Un risultato frutto di sinergie. Qualunque cosa si realizza oggi richiede, sottolinea Margherita Forestan in rappresentanza della Fondazione Biondani Ravetta, «un atteggiamento di cura verso chi ha bisogno. Una rete e una casa che sia un luogo in cui ricostruire vite o ricominciare per la prima volta». Filoni etici che esigono un impegno collettivo. Pensiero affine a quello di mons. Gino Zampieri, direttore della Caritas diocesana: «Lavoriamo da tanti anni in rete, perché la valorizzazione dei territori e delle risorse è una ricchezza tante volte sconosciuta». La solidarietà, chiarisce, «si basa sulla buona volontà della gente, sulla professionalità degli operatori, su quello spirito di accoglienza che viene respirato nelle nostre realtà che quanto più sono domestiche tanto più sono accolte e assimilate dalla collettività».
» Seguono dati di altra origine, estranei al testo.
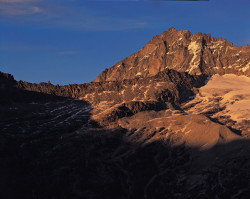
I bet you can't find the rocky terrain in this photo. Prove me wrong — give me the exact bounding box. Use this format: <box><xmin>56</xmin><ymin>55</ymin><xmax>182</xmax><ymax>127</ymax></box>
<box><xmin>0</xmin><ymin>28</ymin><xmax>250</xmax><ymax>199</ymax></box>
<box><xmin>95</xmin><ymin>28</ymin><xmax>250</xmax><ymax>82</ymax></box>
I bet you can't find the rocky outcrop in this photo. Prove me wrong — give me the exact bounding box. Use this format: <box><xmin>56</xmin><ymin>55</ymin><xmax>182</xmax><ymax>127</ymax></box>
<box><xmin>17</xmin><ymin>69</ymin><xmax>206</xmax><ymax>108</ymax></box>
<box><xmin>0</xmin><ymin>28</ymin><xmax>250</xmax><ymax>199</ymax></box>
<box><xmin>95</xmin><ymin>28</ymin><xmax>250</xmax><ymax>82</ymax></box>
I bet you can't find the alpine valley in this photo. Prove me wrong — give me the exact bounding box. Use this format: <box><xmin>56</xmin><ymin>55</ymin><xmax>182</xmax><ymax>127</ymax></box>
<box><xmin>0</xmin><ymin>28</ymin><xmax>250</xmax><ymax>199</ymax></box>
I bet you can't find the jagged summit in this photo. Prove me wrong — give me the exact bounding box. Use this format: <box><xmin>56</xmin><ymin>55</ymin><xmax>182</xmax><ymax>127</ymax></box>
<box><xmin>94</xmin><ymin>27</ymin><xmax>250</xmax><ymax>82</ymax></box>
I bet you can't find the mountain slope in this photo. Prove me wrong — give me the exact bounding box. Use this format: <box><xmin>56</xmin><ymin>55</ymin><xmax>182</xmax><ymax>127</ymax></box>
<box><xmin>94</xmin><ymin>28</ymin><xmax>250</xmax><ymax>82</ymax></box>
<box><xmin>0</xmin><ymin>28</ymin><xmax>250</xmax><ymax>199</ymax></box>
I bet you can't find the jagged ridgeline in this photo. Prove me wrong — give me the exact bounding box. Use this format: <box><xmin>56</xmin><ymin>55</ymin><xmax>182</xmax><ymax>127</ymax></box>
<box><xmin>95</xmin><ymin>28</ymin><xmax>250</xmax><ymax>82</ymax></box>
<box><xmin>0</xmin><ymin>28</ymin><xmax>250</xmax><ymax>199</ymax></box>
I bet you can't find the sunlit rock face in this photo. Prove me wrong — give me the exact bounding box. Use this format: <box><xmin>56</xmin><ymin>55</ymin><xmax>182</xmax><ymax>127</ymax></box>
<box><xmin>0</xmin><ymin>28</ymin><xmax>250</xmax><ymax>199</ymax></box>
<box><xmin>183</xmin><ymin>74</ymin><xmax>250</xmax><ymax>137</ymax></box>
<box><xmin>95</xmin><ymin>28</ymin><xmax>250</xmax><ymax>82</ymax></box>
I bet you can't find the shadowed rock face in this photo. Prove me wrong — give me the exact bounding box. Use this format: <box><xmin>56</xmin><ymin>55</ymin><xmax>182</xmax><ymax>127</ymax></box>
<box><xmin>95</xmin><ymin>28</ymin><xmax>250</xmax><ymax>82</ymax></box>
<box><xmin>0</xmin><ymin>28</ymin><xmax>250</xmax><ymax>199</ymax></box>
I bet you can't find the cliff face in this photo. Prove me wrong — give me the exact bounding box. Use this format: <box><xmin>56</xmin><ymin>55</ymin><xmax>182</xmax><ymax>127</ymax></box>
<box><xmin>0</xmin><ymin>28</ymin><xmax>250</xmax><ymax>199</ymax></box>
<box><xmin>94</xmin><ymin>28</ymin><xmax>250</xmax><ymax>82</ymax></box>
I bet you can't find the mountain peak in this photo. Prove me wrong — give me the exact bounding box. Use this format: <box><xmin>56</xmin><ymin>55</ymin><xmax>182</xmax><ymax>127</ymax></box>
<box><xmin>94</xmin><ymin>27</ymin><xmax>250</xmax><ymax>82</ymax></box>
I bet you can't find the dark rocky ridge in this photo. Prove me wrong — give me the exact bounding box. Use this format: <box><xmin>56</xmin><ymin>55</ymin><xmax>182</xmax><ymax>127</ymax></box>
<box><xmin>0</xmin><ymin>29</ymin><xmax>250</xmax><ymax>199</ymax></box>
<box><xmin>95</xmin><ymin>28</ymin><xmax>250</xmax><ymax>82</ymax></box>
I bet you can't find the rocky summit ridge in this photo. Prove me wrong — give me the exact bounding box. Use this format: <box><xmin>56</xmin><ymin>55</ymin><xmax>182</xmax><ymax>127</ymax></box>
<box><xmin>94</xmin><ymin>27</ymin><xmax>250</xmax><ymax>82</ymax></box>
<box><xmin>0</xmin><ymin>28</ymin><xmax>250</xmax><ymax>199</ymax></box>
L’appartamento s’inserisce nell’articolato progetto “Abitare”, ricorda Lorenza Bellorio, vicepresidente dell’Opera. «Intende dare a donne sole o donne sole con figli, in una condizione di fragilità, una casa per definire la propria identità personale e il percorso verso l’autonomia». Questo si concretizza attraverso accoglienza, inserimento lavorativo, proposte educative: aspetti possibili, secondo la responsabile dell’area accoglienza, con il coinvolgimento del territorio secondo il modello dell’housing first che prevede di favorire percorsi di benessere a partire dall’assicurare alla persona un tetto sotto il quale abitare. Soltanto così potrà intrecciare relazioni durature e sentirsi parte della società.